On the northern tip of Mindoro in the Philippines there’s a small city called Puerta Galera that supports a handful of coastal towns. This area has been dubbed as one of the best diving resorts in the world, it is enveloped in a rich array of soft and hard coral which the bountiful sealife feeds off.
It was here that I chose to take my open water divers course. Blue Ribbon (situated in Small La Laguna) had been recommended, so I opted to go with them. The course cost 18,000 pesos, which is not the cheapest in the area. However, they insisted on a thorough training process which made me feel safe and confident. The course can take from 3 days upwards, depending on how easily the student grasps the skills. At Blue Ribbon they aim to perfect all the skills in the private swimming pool before testing them out in the sea. They also provide video clips and a text book that explains in depth each procedure and technique.
Having never dived or snorkelled before, the whole experience was riveting. There was a multitude of exquisite and mysterious creatures to gaze at in awe, and all of it was in the surreal location, deep beneath the sea.
The only downfall to Sabang was the nightlife. When the sun goes down the small back alleys come to life with a vibrant display of girly bars and other seedy affairs. Of course if you’re a diver who wants a good time in the evening then this is the perfect location for you!
The towns of Puerta Galera are connected by regular boats to Batangas, they take about an hour and from there it’s two hours on a coach to Manila.
The first stop on my Asian expedition was the Philippines. Many of my friends in Korea have visited and raved about Boracay, the paradise island that’s renowned for its white beach and never ending parties. I was eager to see what all the fuss was about, but it didn’t feel like the right place to begin travelling.
After some research I stumbled upon a small beach village called Jawili that boasted a 7 tiered waterfall. It was the perfect location, just 30 minutes outside of Kalibo and bringing me closer to beautiful Boracay. From Kalibo terminal you can take a jeepney which run regularly to Tangalan (20 pesos), then charter a tricycle (150 pesos) to either the beach or the falls. It’s a pleasant 10 minute walk between the two locations.
The waterfalls have formed natural rock pools which are fairly deep. It’s a slight hike along the rocky edge of the water to the top tier. If you’re brave, there are plenty of opportunities to jump in from the rocks that overlook the pools, or just watch the daring local children. It costs 5 pesos to enter. Near the entrance there is a small bar that also serves some Filipino food.
Natural beauty oozes from the peaceful seashore. Tall palm trees fringe the sand and offer some cool shade, and there are also plenty of beach huts. The shallow, clear water is freckled with many small fishing boats. However, the beach is in need of a little cleaning.
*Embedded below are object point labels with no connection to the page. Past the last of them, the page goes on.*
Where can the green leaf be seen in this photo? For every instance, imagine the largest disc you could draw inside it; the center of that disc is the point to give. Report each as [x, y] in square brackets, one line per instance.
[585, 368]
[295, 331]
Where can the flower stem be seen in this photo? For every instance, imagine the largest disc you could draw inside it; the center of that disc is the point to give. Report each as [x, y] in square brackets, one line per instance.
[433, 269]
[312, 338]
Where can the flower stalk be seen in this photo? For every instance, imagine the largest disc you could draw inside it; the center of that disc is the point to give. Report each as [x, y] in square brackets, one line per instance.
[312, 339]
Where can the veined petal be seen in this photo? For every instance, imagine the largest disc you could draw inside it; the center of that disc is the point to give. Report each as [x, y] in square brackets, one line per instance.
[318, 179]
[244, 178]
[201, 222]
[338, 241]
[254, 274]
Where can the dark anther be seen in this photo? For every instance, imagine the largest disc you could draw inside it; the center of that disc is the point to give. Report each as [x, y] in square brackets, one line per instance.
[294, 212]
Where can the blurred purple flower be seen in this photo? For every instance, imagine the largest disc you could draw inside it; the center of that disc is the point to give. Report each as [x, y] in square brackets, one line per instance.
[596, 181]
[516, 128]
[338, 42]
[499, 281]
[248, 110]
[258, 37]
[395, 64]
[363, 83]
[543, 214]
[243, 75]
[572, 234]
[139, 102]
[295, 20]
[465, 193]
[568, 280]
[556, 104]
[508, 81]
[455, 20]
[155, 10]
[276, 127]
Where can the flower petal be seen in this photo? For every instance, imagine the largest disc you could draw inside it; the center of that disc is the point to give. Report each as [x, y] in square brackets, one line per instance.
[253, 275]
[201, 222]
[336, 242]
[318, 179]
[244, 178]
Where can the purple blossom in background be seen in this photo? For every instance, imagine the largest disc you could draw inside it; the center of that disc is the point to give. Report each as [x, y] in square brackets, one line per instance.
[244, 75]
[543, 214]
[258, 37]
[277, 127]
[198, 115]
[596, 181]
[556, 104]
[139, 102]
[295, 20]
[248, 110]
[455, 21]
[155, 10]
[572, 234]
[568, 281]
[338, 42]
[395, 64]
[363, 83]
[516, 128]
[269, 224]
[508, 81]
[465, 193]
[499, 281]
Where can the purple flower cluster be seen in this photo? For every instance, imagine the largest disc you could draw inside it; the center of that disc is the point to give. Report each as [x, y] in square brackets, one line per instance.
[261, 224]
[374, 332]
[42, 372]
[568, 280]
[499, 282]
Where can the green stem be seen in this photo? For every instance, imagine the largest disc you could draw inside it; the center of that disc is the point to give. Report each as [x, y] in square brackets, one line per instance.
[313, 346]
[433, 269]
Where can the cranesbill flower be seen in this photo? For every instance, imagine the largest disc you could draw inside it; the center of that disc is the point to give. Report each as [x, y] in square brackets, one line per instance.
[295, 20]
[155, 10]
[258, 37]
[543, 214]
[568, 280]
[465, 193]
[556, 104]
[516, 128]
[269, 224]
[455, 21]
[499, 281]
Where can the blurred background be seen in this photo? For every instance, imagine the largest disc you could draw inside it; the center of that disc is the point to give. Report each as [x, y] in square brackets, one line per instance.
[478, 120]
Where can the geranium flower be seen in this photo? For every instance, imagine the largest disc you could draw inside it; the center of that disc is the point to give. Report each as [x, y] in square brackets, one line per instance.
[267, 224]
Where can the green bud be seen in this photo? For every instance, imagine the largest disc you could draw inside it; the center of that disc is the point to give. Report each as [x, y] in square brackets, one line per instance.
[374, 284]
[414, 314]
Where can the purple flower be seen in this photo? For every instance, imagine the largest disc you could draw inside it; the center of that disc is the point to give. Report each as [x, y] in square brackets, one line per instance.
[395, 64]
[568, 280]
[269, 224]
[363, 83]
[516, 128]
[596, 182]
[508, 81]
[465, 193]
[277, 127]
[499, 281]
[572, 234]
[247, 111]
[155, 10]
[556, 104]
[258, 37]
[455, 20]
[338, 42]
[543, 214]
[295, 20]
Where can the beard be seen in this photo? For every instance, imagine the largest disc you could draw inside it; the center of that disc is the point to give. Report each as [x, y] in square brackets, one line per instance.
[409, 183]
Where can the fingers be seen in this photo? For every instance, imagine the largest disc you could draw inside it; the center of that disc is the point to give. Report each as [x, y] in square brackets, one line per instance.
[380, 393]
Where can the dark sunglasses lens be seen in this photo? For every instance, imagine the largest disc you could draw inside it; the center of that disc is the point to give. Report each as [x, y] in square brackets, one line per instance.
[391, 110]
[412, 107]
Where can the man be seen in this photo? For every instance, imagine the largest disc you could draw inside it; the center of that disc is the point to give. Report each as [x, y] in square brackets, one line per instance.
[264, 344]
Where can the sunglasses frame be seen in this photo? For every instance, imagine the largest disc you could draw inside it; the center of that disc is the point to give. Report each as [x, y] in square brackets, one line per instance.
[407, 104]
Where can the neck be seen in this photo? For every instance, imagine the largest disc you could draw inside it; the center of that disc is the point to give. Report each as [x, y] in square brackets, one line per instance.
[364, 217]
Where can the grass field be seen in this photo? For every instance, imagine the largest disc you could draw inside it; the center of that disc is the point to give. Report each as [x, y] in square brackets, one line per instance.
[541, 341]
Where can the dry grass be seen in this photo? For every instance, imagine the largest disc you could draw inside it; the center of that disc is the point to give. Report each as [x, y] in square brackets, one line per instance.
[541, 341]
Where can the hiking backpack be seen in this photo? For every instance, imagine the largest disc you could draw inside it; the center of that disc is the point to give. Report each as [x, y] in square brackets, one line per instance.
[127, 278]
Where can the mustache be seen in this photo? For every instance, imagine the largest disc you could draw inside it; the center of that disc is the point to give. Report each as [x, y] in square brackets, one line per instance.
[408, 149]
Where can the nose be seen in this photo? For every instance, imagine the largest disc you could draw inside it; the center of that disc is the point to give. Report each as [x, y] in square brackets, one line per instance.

Also, a medley of wildlife dwell along the coast; don’t be surprised to see a cow whilst you’re swimming.
The resort is relatively small, but I chose to stay there for 2 nights. If you do chose to stay I would recommend The Wave (firstname.lastname@example.org). It’s a lovely rustic resort which sits right on the beach front. Rooms are 500-1,000 pesos, and they are pretty basic. The area doesn’t have much to offer for entertainment or food, but the owners can provide some mouthwatering homecooked dishes for 140 pesos. Their hospitality and helpfulness was outstanding, in fact everyone I met in Jawili was so welcoming and helpful.
If you do stay in Jawili I would recommend watching the sun rise over the sea. It was exhilarating to watch the rays reflecting off the water in the eerily quiet morning.